I know a guy who has a 3 year old business (not web related) and he’s made some decisions recently that might seem rather extravagant.

But they aren’t.

A quick rundown: He spent thousands of dollars to be the ‘platinum’ sponsor for a popular web site and podcast. He has already secured the services of a major industry personality for a product expo that doesn’t happen until next spring, and he bought the biggest booth size he could afford.

To top it off he’s joined the biggest industry auction houses so that he can get his hands on the best product available.

Everything he has done has been incredibly costly and sets him up for incredible results. He’s doing everything that the industry leaders are doing. His goal is to encourage his prospects to perceive him in the same light.

But do they?

I’d like to think so, but business is tough and you never do know without trying something whether you’ll have success. You have to be smart about it and gauge risk as best you can.

I think the same principle applies to the web.

It’s easy to think small. I do it myself. It’s a lot easier to think about launching a small project than consider pulling off a major endeveour.

Blinksale could have been just an internal invoicing system, but instead they made it a business.

Basecamp could have been an internal project management application, but instead they made it a business.

Will your next idea be small or big? It’s time to think big.

One response to “Expect Big Results When You Do Big Things”

  1. It’s an interesting point — do you go for “small and achievable” or “big albeit more risky”? For me, I think the answer has to be both.

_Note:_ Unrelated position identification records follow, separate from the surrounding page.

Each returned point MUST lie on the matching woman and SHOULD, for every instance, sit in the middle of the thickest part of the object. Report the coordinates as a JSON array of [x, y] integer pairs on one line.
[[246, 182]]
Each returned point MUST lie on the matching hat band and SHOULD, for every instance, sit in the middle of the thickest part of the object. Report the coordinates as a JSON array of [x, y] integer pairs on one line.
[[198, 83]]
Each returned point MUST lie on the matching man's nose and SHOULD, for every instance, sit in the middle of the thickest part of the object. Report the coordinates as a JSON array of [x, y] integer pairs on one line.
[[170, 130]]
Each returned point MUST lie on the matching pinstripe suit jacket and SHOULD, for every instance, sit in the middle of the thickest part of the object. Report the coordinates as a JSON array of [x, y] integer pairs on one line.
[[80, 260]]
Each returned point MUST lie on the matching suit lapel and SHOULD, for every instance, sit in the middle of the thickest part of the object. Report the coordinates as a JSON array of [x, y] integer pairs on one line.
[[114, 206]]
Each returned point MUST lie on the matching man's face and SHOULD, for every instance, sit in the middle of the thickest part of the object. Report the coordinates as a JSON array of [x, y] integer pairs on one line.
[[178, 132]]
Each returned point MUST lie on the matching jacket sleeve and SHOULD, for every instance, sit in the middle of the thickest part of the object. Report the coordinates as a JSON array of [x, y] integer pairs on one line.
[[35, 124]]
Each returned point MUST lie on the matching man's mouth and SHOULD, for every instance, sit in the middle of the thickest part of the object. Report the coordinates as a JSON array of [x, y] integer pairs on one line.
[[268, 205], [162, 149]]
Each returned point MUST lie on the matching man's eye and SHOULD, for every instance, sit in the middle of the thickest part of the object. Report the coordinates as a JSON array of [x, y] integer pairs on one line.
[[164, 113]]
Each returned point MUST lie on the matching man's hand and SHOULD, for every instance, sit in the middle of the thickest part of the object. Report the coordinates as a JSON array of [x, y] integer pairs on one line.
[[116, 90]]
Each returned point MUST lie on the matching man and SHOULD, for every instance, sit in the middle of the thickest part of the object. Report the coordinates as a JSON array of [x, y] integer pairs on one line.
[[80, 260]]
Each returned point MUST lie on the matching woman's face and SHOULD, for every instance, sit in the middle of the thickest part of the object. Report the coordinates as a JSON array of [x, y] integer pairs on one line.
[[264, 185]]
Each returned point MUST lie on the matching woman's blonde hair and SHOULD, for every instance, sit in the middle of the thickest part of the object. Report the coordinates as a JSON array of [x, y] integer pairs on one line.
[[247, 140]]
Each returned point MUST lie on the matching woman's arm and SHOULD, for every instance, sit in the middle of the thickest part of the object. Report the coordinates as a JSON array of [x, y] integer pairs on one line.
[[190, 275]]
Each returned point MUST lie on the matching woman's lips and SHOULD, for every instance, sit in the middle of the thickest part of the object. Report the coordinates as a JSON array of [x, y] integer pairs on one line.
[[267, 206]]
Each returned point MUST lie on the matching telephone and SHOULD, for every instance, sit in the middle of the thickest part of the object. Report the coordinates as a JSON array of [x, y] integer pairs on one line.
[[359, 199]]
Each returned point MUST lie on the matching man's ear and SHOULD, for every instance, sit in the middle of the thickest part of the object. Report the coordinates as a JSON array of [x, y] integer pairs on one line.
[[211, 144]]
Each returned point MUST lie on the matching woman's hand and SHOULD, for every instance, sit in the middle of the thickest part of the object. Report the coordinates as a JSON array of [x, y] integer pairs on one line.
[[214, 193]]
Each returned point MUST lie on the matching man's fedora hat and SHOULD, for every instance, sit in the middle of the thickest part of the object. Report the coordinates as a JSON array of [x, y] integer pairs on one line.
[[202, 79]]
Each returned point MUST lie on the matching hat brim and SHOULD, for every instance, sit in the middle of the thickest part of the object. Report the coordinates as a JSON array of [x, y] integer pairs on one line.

    I get really excited by thinking big and about the idea of having industry-leading products, really changing up your industry, doing something no one else has done before, etc. But that bigness has challenges associated with it.

    First, as you pointed out, it can be really expensive! So I think you’ve got to really commit to your big ideas judicously. Second, the reality is that even big ideas are still achieved one small step at a time. I sometimes find bigness intimidating (“how could we possibly achieve that?”), but I find the next milestone very achievable.

    Sorry, this was a really long comment, wasn’t it!